Octava se llama como tienen octavas los músicos cuando suben, por ejemplo, de una nota, digamos Do hasta el siguiente Do. Así también nosotros vamos desde este domingo hasta el próximo domingo. Es tan grande lo que hay que celebrar en la resurrección, que es como si la alegría, la bendición, el perfume de hoy no cabe en 24 horas, sino que se derrama, invade al lunes. O sea que mañana es lunes, pero sigue siendo domingo y el otro día es martes, pero sigue siendo domingo. Y así hasta el otro domingo. Estamos hablando de una inundación. Es la inundación de la Gloria Divina. Es la inundación de la Gloria del Padre. Es la inundación del amor de Jesús. Y yo solamente espero que tú te sientas también así, amado. Que por encima de todo y por encima de todo, otro amor, incluyendo el amor de tus hijos, de tu mamá, de tus hermanos, de tu novia, de tu esposo, por encima de todos los amores. Te sientas amado por esta inundación que sale del sepulcro.
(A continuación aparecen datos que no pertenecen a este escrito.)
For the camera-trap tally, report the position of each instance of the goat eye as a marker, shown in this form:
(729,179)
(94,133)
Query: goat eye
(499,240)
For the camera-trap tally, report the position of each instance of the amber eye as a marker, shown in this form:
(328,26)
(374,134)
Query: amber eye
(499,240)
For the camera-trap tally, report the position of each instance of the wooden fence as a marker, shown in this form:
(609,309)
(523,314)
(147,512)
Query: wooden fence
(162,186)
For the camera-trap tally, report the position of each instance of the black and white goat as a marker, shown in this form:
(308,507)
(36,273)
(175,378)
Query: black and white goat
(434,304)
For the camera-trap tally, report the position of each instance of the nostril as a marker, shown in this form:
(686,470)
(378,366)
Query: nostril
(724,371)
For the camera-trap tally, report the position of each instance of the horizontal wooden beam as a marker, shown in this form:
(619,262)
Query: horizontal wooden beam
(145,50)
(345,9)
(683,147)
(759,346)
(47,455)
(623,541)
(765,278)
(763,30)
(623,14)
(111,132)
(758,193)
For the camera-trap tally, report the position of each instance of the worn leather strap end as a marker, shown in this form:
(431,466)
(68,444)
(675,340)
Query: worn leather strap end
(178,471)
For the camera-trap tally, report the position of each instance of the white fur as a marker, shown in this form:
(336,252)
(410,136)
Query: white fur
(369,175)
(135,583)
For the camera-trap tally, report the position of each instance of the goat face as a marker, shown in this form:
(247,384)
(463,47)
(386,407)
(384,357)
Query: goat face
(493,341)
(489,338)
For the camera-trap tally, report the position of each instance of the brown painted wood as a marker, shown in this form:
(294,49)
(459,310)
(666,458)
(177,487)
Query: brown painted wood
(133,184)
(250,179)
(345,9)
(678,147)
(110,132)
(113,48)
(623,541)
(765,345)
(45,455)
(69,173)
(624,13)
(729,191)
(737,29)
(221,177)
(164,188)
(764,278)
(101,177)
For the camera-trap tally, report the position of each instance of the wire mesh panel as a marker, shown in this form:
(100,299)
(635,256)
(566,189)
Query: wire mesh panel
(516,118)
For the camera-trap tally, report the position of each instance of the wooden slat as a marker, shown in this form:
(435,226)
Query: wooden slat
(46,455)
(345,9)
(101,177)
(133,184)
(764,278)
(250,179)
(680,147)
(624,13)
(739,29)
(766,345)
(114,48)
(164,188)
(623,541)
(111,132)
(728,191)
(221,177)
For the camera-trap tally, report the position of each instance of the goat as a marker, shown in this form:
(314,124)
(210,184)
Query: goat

Es, pues, un misterio muy grande. Es un misterio que nos desborda, desborda nuestros días que resultan tan chiquitos frente a la Pascua, desborda nuestra mente que es incapaz de comprender lo que quiere decir. Todo lo que hoy celebramos desborda nuestro corazón, que podría fácilmente morirse de alegría. Así como el viernes se moría de tristeza. Y ya que menciono el viernes, aunque la muerte del Señor también es un misterio muy grande, de alguna forma lo sentimos más cercano a nosotros, porque nuestros propios dolores, nuestros fracasos, por qué no decirlo, nuestras llagas, de alguna manera conectan con las llagas del Crucificado. Pero ¿Cómo podemos acercarnos aunque sea un poquito al misterio del Resucitado? Esto es más difícil y se nota en el arte hay imágenes realmente muy buenas del Crucificado.

Encontrar una imagen del Resucitado es una tarea mucho más difícil, porque, como he dicho en otras ocasiones, casi siempre lo que vemos es un hombre, un varón de muy buen cuerpo, con su piel casi completa, excepto por unas pequeñas manchas en las manos. Es difícil conectar con esa realidad. ¿Cómo puedo ver la resurrección y que signifique algo en mi vida? Esa es la pregunta que trataremos de responder apelando al Espíritu Santo que Jesús envía con abundancia a este día. ¿Cómo puedo conectar con la resurrección? Se me ocurre que nos puede servir acercarnos a la experiencia que tuvieron los discípulos; al fin y al cabo, ese es el camino que propone la liturgia de la Iglesia.

Por ejemplo, en cada uno de los días de esta octava de Pascua, es decir, hasta el próximo domingo, lo que vamos a encontrar y a escuchar son las apariciones, los testimonios de aquellos primeros discípulos, hombres y mujeres que sorprendidos, desbordados por una experiencia que no puede ponerse en palabras, se encontraron con el Resucitado. ¿Y qué aprendemos de las experiencias que ellos tuvieron? Vamos a quedarnos con tres palabras y espero que estas estén muy grabadas en nuestro corazón al terminar la predicación. La primera palabra es "Libertad". La segunda palabra es "Coherencia". Y la tercera palabra es "Cielo", libertad, coherencia y cielo. A ver cómo funciona con la ayuda de Dios.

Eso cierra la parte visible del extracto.